Pacino plays an eccentric locksmith named Manglehorn who lives in a small Texas town by himself. He's estranged from his financially successful son Jacob (Chris Messina), has few real friends outside of his cat, and writes letters to the love of his life who got away many years ago. A highlight of his meager existence seems to be the occasional visit to the local bank to see the lovely teller Dawn (Holly Hunter), but when he's given a chance to turn that into something greater, he fumbles. Manglehorn has allowed anger, regret and depression to push him into isolation in his later years. He doesn't have much left outside of his key-making business, and that basically just gives him another reason to be alone in his shop.
On one level, Paul Logan's script is defiantly episodic: Manglehorn talks to his son, he runs into an acquaintance (played in a remarkably aggravating style by Harmony Korine), he flirts with Holly Hunter, etc. While "Manglehorn" could have been a character study, a slice of reclusive old age in modern America, Logan and Green layer their film with poetic self-importance, mostly in Manglehorn's letters and inner monologues, complete with lines like "I'm losing hope in tomorrow." It feels false, like a degree of self-understanding that only comes in motion pictures or bad fiction. And that dishonesty carries over to scenes between Manglehorn and his son, especially a dinner between the two that's just too poorly written for Pacino and Messina to save it.
Every shot of Manglehorn's grizzled face is weighted with unearned gravitas, the kind that comes with designing a film around an actor instead of a character or a narrative. It feels like the first draft was called "Al Pacino is Still a Hell of an Actor." And that showcase is constantly pushing against the film's realism. There's a scene late in the film between Pacino and Hunter that really should work—she's great in it—in which Dawn realizes that Manglehorn's enclosed life is one that she may not want to enter, but Pacino and Green can't figure out how to play the moment. Pacino practically climbs on a soapbox to deliver a monologue, when it should be about a man afraid and tentative to re-enter the real world of human relationships.

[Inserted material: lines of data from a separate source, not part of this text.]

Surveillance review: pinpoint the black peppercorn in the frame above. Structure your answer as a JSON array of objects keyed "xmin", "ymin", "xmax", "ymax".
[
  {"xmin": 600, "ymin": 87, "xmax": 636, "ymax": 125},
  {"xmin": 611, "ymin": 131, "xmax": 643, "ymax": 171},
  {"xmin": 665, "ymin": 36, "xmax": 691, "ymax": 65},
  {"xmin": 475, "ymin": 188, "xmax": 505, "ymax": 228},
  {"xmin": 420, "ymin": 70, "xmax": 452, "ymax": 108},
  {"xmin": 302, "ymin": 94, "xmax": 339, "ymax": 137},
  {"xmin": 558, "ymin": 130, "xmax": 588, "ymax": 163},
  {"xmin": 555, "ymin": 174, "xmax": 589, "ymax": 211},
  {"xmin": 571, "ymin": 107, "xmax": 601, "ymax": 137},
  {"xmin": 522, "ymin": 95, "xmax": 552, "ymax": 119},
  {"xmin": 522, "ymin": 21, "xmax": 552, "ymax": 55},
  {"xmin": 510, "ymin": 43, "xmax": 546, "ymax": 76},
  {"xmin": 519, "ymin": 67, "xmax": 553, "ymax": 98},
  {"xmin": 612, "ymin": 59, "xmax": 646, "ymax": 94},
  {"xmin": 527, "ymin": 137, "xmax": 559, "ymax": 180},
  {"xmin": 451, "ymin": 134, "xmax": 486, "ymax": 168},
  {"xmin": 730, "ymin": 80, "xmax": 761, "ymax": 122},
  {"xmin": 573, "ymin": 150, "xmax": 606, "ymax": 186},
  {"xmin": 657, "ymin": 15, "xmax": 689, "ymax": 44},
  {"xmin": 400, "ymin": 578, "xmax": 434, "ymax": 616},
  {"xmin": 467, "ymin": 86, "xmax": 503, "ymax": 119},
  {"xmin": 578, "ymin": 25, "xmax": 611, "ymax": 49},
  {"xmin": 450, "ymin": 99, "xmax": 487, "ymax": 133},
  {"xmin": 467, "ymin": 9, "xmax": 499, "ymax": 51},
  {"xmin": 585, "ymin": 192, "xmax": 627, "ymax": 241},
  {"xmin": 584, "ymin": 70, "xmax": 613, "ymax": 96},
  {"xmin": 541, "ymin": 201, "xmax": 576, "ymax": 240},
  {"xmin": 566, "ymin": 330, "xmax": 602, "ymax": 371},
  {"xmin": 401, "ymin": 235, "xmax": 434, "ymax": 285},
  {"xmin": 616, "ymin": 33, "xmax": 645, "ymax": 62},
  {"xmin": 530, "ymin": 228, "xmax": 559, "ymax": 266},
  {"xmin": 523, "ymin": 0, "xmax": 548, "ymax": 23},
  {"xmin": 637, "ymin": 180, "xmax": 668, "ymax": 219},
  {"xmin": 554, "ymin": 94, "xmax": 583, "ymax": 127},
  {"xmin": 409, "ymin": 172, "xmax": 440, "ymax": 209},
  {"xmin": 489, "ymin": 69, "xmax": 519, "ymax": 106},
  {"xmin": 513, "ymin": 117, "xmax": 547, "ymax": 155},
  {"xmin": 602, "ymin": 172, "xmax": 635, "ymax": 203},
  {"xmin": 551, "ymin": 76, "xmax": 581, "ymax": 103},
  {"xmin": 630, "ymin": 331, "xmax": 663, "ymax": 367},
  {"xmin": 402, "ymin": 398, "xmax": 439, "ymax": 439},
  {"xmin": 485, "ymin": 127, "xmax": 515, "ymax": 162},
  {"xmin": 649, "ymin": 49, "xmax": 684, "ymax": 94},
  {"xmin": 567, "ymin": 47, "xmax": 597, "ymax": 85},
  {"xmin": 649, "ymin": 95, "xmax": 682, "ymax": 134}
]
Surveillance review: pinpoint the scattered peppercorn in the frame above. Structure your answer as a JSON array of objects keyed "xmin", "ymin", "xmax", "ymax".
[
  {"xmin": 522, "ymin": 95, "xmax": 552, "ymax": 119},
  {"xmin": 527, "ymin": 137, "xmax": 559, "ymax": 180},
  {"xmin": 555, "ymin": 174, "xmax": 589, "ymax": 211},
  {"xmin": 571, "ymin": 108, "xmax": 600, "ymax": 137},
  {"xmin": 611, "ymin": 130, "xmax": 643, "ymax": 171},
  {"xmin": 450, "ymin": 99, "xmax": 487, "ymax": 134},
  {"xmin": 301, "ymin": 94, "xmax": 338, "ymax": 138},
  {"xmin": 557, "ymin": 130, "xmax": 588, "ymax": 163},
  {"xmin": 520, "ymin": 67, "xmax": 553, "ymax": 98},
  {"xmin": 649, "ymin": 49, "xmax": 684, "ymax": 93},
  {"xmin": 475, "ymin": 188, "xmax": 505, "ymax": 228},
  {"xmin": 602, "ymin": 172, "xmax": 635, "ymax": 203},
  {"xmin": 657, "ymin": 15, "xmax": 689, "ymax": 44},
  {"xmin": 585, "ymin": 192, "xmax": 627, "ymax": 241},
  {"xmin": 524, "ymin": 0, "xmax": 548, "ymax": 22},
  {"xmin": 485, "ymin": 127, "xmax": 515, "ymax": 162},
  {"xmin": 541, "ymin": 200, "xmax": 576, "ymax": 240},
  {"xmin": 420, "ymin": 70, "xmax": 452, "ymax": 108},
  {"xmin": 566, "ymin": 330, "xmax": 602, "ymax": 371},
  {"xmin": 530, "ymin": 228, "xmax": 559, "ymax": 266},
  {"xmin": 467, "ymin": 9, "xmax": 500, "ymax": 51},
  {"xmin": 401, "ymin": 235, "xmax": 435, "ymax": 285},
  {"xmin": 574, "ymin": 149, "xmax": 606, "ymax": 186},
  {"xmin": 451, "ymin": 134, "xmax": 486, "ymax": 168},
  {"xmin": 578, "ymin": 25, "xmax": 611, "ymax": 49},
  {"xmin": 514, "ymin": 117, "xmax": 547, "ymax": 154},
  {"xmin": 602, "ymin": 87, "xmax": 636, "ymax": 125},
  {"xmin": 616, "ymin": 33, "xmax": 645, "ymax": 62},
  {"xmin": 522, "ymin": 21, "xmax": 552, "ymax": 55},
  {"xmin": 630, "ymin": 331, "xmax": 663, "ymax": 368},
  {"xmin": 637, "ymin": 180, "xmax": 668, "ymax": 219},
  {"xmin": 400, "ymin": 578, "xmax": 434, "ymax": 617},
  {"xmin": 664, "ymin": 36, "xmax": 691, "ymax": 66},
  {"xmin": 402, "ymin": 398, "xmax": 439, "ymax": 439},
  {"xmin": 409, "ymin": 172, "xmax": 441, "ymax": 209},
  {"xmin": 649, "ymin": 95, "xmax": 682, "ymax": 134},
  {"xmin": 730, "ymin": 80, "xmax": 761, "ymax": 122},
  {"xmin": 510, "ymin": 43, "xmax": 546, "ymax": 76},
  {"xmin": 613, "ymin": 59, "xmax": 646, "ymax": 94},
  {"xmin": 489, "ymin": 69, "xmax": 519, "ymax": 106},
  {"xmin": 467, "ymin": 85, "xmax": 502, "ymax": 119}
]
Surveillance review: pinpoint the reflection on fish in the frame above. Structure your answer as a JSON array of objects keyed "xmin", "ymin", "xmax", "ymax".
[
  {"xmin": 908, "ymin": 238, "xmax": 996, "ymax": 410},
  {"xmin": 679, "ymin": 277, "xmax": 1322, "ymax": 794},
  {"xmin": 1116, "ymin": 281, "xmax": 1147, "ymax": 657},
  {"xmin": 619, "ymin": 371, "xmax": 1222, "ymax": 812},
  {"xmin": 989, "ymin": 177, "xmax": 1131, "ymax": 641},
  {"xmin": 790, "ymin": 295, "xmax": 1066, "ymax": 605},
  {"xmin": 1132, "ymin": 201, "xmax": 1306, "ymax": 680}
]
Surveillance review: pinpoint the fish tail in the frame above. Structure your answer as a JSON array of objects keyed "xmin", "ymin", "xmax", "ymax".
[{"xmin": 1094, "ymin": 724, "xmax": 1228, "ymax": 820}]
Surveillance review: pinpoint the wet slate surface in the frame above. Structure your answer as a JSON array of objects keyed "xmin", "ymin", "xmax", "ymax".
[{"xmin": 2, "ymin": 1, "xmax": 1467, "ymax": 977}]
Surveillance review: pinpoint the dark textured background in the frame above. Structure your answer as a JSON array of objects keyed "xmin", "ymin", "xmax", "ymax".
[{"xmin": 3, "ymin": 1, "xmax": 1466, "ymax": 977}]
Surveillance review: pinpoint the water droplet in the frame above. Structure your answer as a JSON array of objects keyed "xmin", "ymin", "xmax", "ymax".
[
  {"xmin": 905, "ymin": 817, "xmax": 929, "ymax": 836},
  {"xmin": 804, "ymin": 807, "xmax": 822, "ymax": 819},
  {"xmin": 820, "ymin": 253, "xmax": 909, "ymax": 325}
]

At its best, "Manglehorn" is a surprisingly deep conversation with an old friend on a twilight Southern evening. It's about those times in our lives when we reassess past mistakes and consider the diminishing hours we have left on this planet. I only wish the film allowed that conversation to flow naturally with a well-rounded character instead of reminding us over and over again that we're talking to the one and only Al Pacino.